Let’s understand this with an example. Assume we have a destination server that we want to reach from our machine. The path between our machine and the server contains three routers, R1, R2, and R3. Now we want to execute a traceroute from our machine to the server to understand the path that the packet will traverse.
When we type traceroute and the server name, our machine will send an ICMP request with the TTL set to 1. The idea here is that our machine wants to know what is the first hop in the path. So, when this packet reaches R1, it will decrease the TTL by 1, and it will become zero. Now R1 will reply to our machine with a TTL exceeded message, and our machine will record the IP of R1.
Our machine will then send an ICMP message again, this time with a TTL of 2. When this message reaches R1, it will decrement the TTL to 1, then it will send the packet to R2. When R2 receives the packet, it will decrement the TTL by 1, so it will become zero. Again, R2 will reply to our machine with a TTL exceeded message, and our machine will record the IP of R2.
This process will continue until our machine receives a reply from the server itself. At that point, it will have figured out all the routers along the path to the server.
7. Understanding the Output of traceroute
Now that we’ve covered the inner workings of traceroute, let’s inspect its output. We’ll again use the google.com hostname for the example:
$ traceroute google.com
traceroute to google.com (74.125.132.113), 30 hops max, 60 byte packets
1 172.25.0.1 (172.25.0.1) 0.044 ms 0.013 ms 0.007 ms
2 142.250.232.56 (142.250.232.56) 0.932 ms 142.250.232.98 (142.250.232.98) 0.915 ms 142.250.232.56 (142.250.232.56) 0.885 ms
3 142.251.230.179 (142.251.230.179) 1.829 ms 142.251.230.48 (142.251.230.48) 1.017 ms 192.178.44.129 (192.178.44.129) 0.944 ms
4 172.253.77.134 (172.253.77.134) 2.982 ms 3.654 ms 209.85.241.230 (209.85.241.230) 3.815 ms
5 172.253.79.125 (172.253.79.125) 1.804 ms 209.85.242.159 (209.85.242.159) 2.293 ms 216.239.40.142 (216.239.40.142) 1.348 ms
-------- OUTPUT TRIMMED --------
Each line in the traceroute output provides three main pieces of information: the hop count, the IP address, and the latency. The hop count is a number that arranges each router in the order that the packet has traversed. Here we have a list arranged from 1 to 5 for the hop count.
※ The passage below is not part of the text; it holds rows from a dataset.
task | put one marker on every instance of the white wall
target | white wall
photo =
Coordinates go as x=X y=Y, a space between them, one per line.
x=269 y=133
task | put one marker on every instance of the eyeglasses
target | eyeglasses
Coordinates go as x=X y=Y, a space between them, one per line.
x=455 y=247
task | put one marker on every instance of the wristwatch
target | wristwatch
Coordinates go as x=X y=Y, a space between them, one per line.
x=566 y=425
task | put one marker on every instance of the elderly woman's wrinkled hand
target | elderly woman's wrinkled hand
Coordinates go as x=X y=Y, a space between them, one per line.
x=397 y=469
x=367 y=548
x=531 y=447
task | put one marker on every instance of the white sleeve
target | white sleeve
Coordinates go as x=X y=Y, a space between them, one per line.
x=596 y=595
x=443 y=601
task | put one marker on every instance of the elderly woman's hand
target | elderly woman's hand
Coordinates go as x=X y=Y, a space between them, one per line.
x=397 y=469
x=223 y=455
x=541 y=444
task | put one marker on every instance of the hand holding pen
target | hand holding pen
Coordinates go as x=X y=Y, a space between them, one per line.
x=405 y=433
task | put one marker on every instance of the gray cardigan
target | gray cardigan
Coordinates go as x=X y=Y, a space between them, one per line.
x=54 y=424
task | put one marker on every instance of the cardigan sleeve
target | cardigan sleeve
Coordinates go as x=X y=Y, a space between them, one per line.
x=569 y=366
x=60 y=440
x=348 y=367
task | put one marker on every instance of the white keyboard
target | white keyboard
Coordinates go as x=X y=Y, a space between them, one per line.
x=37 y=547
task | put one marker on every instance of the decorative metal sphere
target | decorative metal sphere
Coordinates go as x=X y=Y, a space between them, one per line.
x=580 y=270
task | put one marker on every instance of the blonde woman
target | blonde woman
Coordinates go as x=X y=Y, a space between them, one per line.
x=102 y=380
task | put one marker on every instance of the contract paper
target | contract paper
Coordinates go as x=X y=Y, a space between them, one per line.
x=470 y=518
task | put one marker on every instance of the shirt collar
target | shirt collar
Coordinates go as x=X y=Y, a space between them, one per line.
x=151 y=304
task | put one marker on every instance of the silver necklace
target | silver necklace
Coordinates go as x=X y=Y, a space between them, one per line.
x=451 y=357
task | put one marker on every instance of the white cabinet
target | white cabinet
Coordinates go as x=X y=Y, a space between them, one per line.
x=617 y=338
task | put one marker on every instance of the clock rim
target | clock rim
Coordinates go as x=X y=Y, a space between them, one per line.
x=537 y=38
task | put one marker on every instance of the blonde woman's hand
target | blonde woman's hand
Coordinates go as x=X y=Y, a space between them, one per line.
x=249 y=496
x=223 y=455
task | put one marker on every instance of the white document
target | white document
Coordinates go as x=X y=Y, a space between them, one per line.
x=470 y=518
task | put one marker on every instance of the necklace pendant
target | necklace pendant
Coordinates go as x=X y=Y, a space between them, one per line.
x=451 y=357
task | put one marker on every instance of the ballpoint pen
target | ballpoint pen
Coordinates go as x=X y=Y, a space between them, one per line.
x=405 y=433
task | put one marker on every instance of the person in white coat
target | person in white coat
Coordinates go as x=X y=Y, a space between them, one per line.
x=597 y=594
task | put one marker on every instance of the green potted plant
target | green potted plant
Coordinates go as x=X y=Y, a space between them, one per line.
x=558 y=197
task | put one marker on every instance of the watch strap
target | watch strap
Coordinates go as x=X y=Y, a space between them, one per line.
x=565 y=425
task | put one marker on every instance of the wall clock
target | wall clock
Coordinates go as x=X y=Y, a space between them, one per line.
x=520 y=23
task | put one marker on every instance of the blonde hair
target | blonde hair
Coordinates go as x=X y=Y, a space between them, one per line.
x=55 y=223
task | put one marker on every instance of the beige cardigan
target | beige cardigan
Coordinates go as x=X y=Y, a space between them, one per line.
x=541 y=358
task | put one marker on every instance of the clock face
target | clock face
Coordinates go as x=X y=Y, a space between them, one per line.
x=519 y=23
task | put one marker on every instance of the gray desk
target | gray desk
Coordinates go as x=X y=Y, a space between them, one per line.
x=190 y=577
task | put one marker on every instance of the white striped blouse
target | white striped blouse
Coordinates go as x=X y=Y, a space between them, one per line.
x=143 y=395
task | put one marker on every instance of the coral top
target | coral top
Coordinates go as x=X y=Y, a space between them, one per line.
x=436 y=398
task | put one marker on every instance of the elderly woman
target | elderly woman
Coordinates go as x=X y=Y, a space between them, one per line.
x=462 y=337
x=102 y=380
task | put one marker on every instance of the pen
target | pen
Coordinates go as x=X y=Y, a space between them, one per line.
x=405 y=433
Next to the hop count, we have the IP address. This identifies a device in the path that the packet crossed. For example, here, our packet has passed through 172.25.0.1 as the first device in the path. This hop usually indicates the default gateway of our machine.
We also notice that some lines are showing more than one IP address in a single hop. For example, the second hop shows 142.250.232.56 and 142.250.232.98 in the same line. This might happen if one of the hops has multiple paths to the destination. For example, it might be connected to two different upstream routers to the destination. So each time, the ICMP message may have taken a different path along the way.
Finally, we have the latency, this is simply the time it takes for the packet to reach this specific hop. This can be particularly useful when troubleshooting network performance issues. We can do a traceroute and check which hop adds the most latency. This isolates where the performance bottlenecks are introduced.
8. Conclusion
In this article, we’ve covered how to use traceroute to track the path of a packet to a destination.
traceroute is a Linux command that lists the hops or devices along the path that the packet traversed. It uses ICMP to send a request to the destination and adjusts the TTL in the packet header to receive a response from each device. The output of traceroute provides information like the device IP address and latency. We can then use this information to troubleshoot network issues or understand performance behaviors.